I went back to my original high ground in the corn field, by this time shadows were getting long, less than an hour before sunset. After scanning for about 10 minutes I spotted a big groundhog scurrying around, taking its regular 15 second pauses to make sure nothing dangerous was going on. That behavior is exactly their undoing: I lasered him at 54 yards, checked my dope card taped to the stock of my .22 410E, held .8 mil dots high, held half a mildot off for the wind and squeezed the trigger. I was happy to see I hit well: the hog tucked its head immediately, did a little tremble with its legs while it slowly rolled into its back and then laid still. 
I waited another 15 minutes, hoping another groundhog would venture out, looking for leftover corn cobs, but it was going to be just the one for the evening.

I went to retrieve the groundhog and saw that the pellet hit between the eye and the ear. 

As as soon as you guys tell me how I can spot and target more than 1 groundhog per evening, I will have more successful outings to report on. But to be honest, I'm actually quite happy I got the one. 
 
ezerhoden14, it shoots JSB 18.1 at 900 fps (890-910-890 fps). It is most accurate with those. I have tried them slower and also tried 15.9's at high and low velocities (I had a throttle screw installed by Pomona Air), but these pellets at this speed works the best.

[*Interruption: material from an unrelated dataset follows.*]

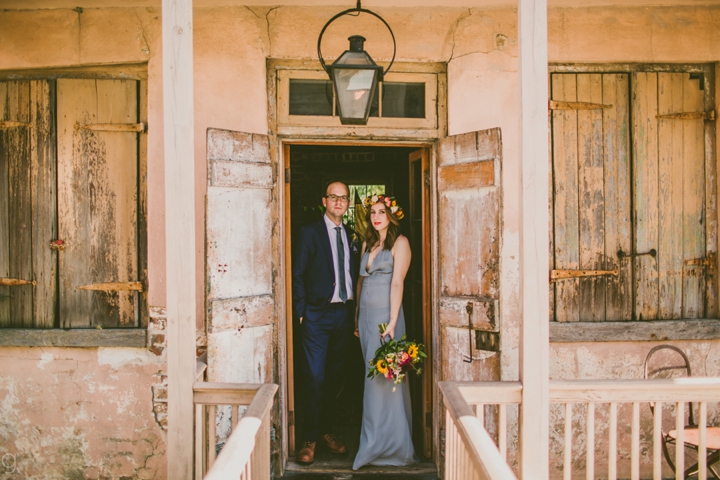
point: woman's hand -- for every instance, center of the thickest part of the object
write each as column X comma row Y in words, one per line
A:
column 390, row 330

binfordw, I never use the safety on any airgun that I own. I only load a pellet when I am about to shoot and I never leave a loaded rifle unshot: If I lose the opportunity, I shoot into the ground.
If I were a proper hunter, I'd probably scare quarry away that way, but I'm just meddling with pest control.
 
I just took a shot today at a 8-10 lb hog at 30 yards, square hit between the eye and ear, he made it back to his hole about 5 yards away, little upset about the possibility of only wounding him, was a decent amount of blood right at his entrance. Shot him with FX Bobcat .22 18.1gr JSB at 860fps. he's burrowed under my shed and collapsed a slab. I'll find out if I got him when I replace that slab or he shows his face again :/
 
ezerhoden14I just took a shot today at a 8-10 lb hog at 30 yards, square hit between the eye and ear, he made it back to his hole about 5 yards away, little upset about the possibility of only wounding him, was a decent amount of blood right at his entrance. Shot him with FX Bobcat .22 18.1gr JSB at 860fps. he's burrowed under my shed and collapsed a slab. I'll find out if I got him when I replace that slab or he shows his face again :/


I am sure he has past on if you shot him between eye and ear. I know these guys are like little tanks, but they don't normally survive after a good head shot.

Pretbek- I have found no magic to groundhog hunting other than that they are mostly out in evenings. You will just have to check back whenever conditions are good.